Нелепый случай с Дункан, произошедший на море, не на шутку испугал Есенина, и он наотрез отказался от посещения пляжей. Последнее время ему все чаще хотелось побыть одному. Он с удивлением отметил, что Айседора настолько пристрастилась к спиртному, что иногда выпивала больше него, и тогда ее нежная любовь к нему превращалась в трагическую алчность последнего чувства. Своим разнузданным вожделением она часто доводила себя и Есенина до изнеможения. В такие минуты у него появлялось острое желание унизить ее гордость и достоинство. Но Дункан не замечала, или не желала замечать, оскорбительного поведения своего «Серьеженьки». Такое же чувство возникло у него, когда после бурной ночи, проведенной в номере отеля, они плыли в гондоле по живописным каналам Венеции.
«Как кошка сытая», – подумал Есенин, глядя на развалившуюся на ковре, дремлющую жену, и неожиданно сказал, презрительно усмехнувшись, словно продолжая прерванный разговор:
– Ты, Изадора, должна понять… танцовщица не может быть великим человеком… ее слава живет недолго и исчезает, как только умирает танцовщица.
Лина Кинел удивленно взглянула на Есенина, прежде чем перевела.
– No! – не согласилась Дункан, чуть приоткрыв глаза. – Танцовщица, если она выдающаяся, может дать людям то, что навсегда останется с ними. Она оставит след в их душах! Настоящее искусство незаметно для людей изменяет их.

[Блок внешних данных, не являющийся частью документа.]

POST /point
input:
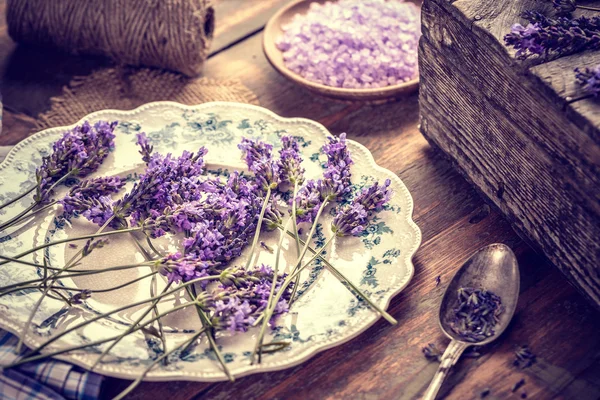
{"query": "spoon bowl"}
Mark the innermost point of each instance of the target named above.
(493, 268)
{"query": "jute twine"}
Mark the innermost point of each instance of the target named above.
(128, 88)
(171, 34)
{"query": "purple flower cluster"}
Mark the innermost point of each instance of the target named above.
(217, 228)
(243, 296)
(544, 35)
(145, 147)
(589, 79)
(259, 158)
(334, 186)
(564, 7)
(167, 181)
(80, 197)
(78, 153)
(353, 218)
(240, 296)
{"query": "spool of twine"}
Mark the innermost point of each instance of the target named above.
(170, 34)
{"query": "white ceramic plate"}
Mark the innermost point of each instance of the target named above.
(326, 314)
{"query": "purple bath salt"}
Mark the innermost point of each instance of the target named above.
(357, 44)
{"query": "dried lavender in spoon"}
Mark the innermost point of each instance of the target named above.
(476, 315)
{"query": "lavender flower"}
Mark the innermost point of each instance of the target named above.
(477, 313)
(78, 153)
(353, 218)
(167, 181)
(589, 79)
(145, 147)
(92, 245)
(309, 200)
(564, 7)
(336, 182)
(242, 297)
(546, 35)
(375, 197)
(254, 151)
(334, 186)
(290, 162)
(79, 196)
(100, 211)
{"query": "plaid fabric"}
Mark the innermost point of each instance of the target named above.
(48, 379)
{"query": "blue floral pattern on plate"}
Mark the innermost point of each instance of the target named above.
(326, 313)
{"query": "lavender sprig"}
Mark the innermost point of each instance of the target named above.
(81, 195)
(589, 79)
(564, 8)
(290, 162)
(476, 315)
(352, 219)
(546, 35)
(167, 181)
(146, 147)
(78, 153)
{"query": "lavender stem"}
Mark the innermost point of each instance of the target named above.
(19, 197)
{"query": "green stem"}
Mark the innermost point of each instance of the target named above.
(267, 314)
(17, 217)
(273, 282)
(81, 290)
(47, 206)
(206, 324)
(130, 329)
(116, 310)
(36, 201)
(148, 257)
(74, 275)
(67, 240)
(155, 362)
(295, 219)
(258, 226)
(588, 8)
(97, 342)
(29, 319)
(343, 279)
(158, 253)
(19, 197)
(45, 292)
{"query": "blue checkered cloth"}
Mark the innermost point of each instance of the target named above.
(43, 380)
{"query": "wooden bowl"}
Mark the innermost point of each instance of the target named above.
(275, 56)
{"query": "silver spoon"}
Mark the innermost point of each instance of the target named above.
(493, 268)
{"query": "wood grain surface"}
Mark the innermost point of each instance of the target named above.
(385, 362)
(512, 124)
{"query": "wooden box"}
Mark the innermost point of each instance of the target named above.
(516, 129)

Голубые глаза Есенина превратились в холодные льдинки, когда он выслушал перевод Лины.
– Но вот они умерли, Изадора, те люди, кто видели, и что? Танцовщики как актеры: одно поколение помнит их, следующее – читает о них, а третье – ничего не скажет. Ты переводи, Лина, переводи! – потребовал он, видя нерешительность девушки. – Ты просто танцовщица. Люди приходят, восхищаются тобой, даже плачут… Но когда ты умрешь, никто о тебе не вспомнит! Через несколько лет слава твоя испарится! Пф-ф-ф! – и нет никакой Айседоры! – последние слова он сопроводил очень выразительным насмешливым жестом, как бы развеивая прах на все четыре стороны. – А поэты, – ударил он себя кулаком в грудь, – продолжают жить! А такие стихи, как мои, будут жить вечно!..

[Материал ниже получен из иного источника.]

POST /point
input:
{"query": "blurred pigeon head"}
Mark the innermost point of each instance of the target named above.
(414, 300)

Дункан слушала, как всегда, полная внимания к Есенину, стараясь понять смысл сказанного без перевода. Лина, как могла, пыталась смягчить жестокость Есенина, но Айседора, выслушав ее, огорченно помотала головой, у нее выступили слезы.

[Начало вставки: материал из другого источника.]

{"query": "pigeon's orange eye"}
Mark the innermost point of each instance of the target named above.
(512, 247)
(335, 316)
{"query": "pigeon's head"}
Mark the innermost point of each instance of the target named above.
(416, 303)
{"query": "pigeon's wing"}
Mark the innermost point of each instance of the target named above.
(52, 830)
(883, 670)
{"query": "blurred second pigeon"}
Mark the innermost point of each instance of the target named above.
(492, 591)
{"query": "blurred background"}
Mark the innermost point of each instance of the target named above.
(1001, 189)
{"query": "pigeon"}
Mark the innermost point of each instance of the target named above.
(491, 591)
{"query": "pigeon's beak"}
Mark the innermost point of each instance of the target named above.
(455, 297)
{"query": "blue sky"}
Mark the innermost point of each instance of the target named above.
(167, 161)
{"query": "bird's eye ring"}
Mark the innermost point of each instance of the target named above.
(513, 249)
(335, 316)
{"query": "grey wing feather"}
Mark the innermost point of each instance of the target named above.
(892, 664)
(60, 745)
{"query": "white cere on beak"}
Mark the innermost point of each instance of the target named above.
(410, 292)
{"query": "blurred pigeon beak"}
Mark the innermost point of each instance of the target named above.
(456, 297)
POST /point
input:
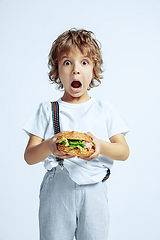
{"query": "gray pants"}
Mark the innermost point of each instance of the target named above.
(68, 209)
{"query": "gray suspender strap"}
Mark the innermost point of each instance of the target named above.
(56, 125)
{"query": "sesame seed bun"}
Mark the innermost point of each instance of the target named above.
(76, 136)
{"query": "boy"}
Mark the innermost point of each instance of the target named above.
(73, 201)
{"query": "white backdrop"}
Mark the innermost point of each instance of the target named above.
(129, 32)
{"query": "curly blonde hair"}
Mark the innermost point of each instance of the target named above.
(86, 42)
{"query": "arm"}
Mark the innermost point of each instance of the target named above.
(117, 149)
(38, 149)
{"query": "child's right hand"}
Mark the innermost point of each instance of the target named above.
(53, 148)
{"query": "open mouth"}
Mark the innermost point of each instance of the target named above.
(76, 84)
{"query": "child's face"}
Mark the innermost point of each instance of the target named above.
(75, 72)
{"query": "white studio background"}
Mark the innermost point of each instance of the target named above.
(129, 32)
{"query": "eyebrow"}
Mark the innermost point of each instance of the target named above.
(66, 56)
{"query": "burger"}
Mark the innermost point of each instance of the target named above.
(75, 143)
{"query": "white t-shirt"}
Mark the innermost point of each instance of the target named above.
(95, 116)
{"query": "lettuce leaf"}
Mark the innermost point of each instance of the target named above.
(72, 143)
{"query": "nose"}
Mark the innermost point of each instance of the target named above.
(75, 69)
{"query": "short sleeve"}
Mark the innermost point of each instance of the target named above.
(38, 122)
(115, 124)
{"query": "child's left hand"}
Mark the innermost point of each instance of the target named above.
(97, 148)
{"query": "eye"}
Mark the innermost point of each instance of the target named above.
(67, 62)
(85, 62)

– Скажите ему, что он не прав! Скажите! Я дала людям красоту! Я отдавала им душу, когда танцевала… И эта красота не умирает… она где-то существует!.. Кра-со-та не у-ми-рай! Не у-ми-рай! – униженно повторяла она на ломаном русском. – Скажи! Ди ле муа! Скажи, ти шутиль, Езенин? – Айседора кинулась к нему, отчего гондола резко накренилась, и гондольер, до этого что-то напевавший вполголоса, покачнулся и чуть было не свалился в воду.
Есенин прижал Айседору к себе. Он уже раскаивался в том, что причинил ей боль, не кулаками, а словом, которое оказалось для Айседоры гораздо чувствительнее. – Ну, полно, Изадурочка моя! – целовал Есенин мокрые от слез щеки жены и нежно гладил ее спину. – Все ерунда! Вот она, вечность! – кивнул он на проплывающие мимо дворцы – палаццо и, чтобы загладить свою вину, развеселить всех, запел:
Живет моя отрада в высоком терему,
А в терем тот высокий нет хода никому.
…………………………………………………………………….
Войду я к милой в терем и брошусь в ноги к ней,
Была бы только ночка, да ночка потемней!
Изумленный гондольер, на мгновение оставив свое весло, зааплодировал: «Брависсимо! О, бельканто! Руссо бельканто! Шаляпин! Браво!»